Long X, Zhang W, Zhao B, Mo S. J. Adv. Transp. 2021; 2021: e9940126.

Copyright

(Copyright © 2021, Institute for Transportation, Publisher John Wiley and Sons)

DOI

10.1155/2021/9940126

PMID

unavailable

Abstract

Pedestrian detection has always been a research hotspot in the Advanced Driving Assistance System (ADAS) with great progress in recent years. However, for the ADAS, we not only need to detect the behavior of pedestrians in front of the vehicle but also predict future action and the motion trajectory. Therefore, in this paper, we propose a human key point combined optical flow network (KPOF-Net) in the vehicle ADAS for the occlusion situation in the actual scene. When the vehicle encounters a blocked pedestrian at a traffic intersection, we used self-flow to estimate the global optical flow in the image sequence and then proposed a White Edge Cutting (WEC) algorithm to remove obstructions and simply modified the generative adversarial network to initialize pedestrians behind the obstructions. Next, we extracted pedestrian optical flow information and human joint point information in parallel, among which we trained four human key point models suitable for traffic intersections. At last, KPOF-GPDM fusion was proposed to predict the future status and walking trajectories of pedestrians, which combined optical flow information with human key point information. In the experiment, we did not merely compare our method with other four representative approaches in the same scene sequences. We also verified the accuracy of the pedestrian motion state and motion trajectory prediction of the system after fusion of human joint points and optical flow information. Taking into account the real-time performance of the system, in the low-speed and barrier-free environment, the comparative analysis only uses optical flow information, human joint point information, and KPOF-Net three prediction models.

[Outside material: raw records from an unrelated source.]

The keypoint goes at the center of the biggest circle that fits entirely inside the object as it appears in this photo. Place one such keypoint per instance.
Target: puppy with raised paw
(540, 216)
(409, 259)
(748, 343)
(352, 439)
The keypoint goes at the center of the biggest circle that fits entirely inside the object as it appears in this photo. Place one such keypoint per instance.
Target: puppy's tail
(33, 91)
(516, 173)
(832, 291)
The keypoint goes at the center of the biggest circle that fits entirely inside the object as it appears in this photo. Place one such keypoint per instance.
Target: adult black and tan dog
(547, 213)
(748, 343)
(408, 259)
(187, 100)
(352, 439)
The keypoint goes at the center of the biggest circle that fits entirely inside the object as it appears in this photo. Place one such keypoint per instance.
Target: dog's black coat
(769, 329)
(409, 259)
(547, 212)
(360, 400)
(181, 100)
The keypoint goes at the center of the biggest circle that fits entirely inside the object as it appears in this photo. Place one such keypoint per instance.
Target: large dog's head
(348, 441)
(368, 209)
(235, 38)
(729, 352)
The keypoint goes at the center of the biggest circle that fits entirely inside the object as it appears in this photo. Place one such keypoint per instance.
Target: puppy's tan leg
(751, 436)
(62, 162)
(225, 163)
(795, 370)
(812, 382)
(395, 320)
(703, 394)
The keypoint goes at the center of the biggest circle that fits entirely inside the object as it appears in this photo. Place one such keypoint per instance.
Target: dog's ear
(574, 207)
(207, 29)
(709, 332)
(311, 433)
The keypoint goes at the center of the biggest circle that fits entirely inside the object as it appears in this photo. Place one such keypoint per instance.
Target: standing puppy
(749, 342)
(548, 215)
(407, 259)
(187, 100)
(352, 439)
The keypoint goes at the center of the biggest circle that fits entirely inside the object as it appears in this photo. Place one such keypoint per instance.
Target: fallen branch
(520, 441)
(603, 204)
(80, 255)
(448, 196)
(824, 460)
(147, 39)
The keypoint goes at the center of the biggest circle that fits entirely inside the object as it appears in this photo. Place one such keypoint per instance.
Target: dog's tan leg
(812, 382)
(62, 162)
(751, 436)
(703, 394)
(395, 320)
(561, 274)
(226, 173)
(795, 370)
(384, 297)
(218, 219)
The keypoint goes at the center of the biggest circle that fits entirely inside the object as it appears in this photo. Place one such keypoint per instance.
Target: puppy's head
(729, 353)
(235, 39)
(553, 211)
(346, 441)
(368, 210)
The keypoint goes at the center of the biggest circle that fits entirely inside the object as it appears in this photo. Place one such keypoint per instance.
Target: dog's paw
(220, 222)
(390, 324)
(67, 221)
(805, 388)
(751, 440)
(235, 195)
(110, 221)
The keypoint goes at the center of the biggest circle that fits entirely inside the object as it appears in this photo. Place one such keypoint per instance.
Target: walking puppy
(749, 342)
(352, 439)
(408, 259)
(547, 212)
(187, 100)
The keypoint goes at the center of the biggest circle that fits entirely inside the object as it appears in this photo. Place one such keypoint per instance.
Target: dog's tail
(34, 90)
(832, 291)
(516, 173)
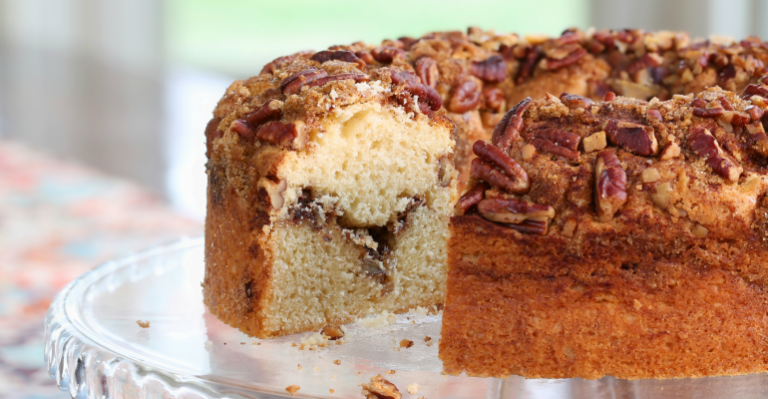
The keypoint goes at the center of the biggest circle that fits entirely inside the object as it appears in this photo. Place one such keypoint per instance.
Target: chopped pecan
(486, 172)
(574, 101)
(293, 83)
(282, 134)
(637, 139)
(515, 212)
(426, 69)
(357, 77)
(492, 69)
(379, 388)
(271, 110)
(341, 55)
(271, 192)
(572, 57)
(471, 198)
(465, 97)
(704, 145)
(494, 99)
(211, 133)
(557, 142)
(611, 185)
(510, 126)
(594, 142)
(242, 128)
(755, 112)
(736, 118)
(707, 112)
(386, 54)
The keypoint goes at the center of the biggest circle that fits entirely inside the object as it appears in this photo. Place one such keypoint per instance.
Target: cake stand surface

The results show that (1) in the same traffic environment, our proposed KPOF-Net can predict the change of pedestrian motion state about 5 frames (about 0.26 s) ahead of other excellent systems; (2) at the same time, our system predicts the trajectory of the pedestrian more accurately than the other four systems, which can achieve more stable minimum error ±0.04 m; (3) in a low-speed, barrier-free experimental environment, our proposed trajectory prediction model that integrates human joint points and optical flow information has higher prediction accuracy and smaller fluctuations than a single-information prediction model, and it can be well applied to automobiles' ADAS.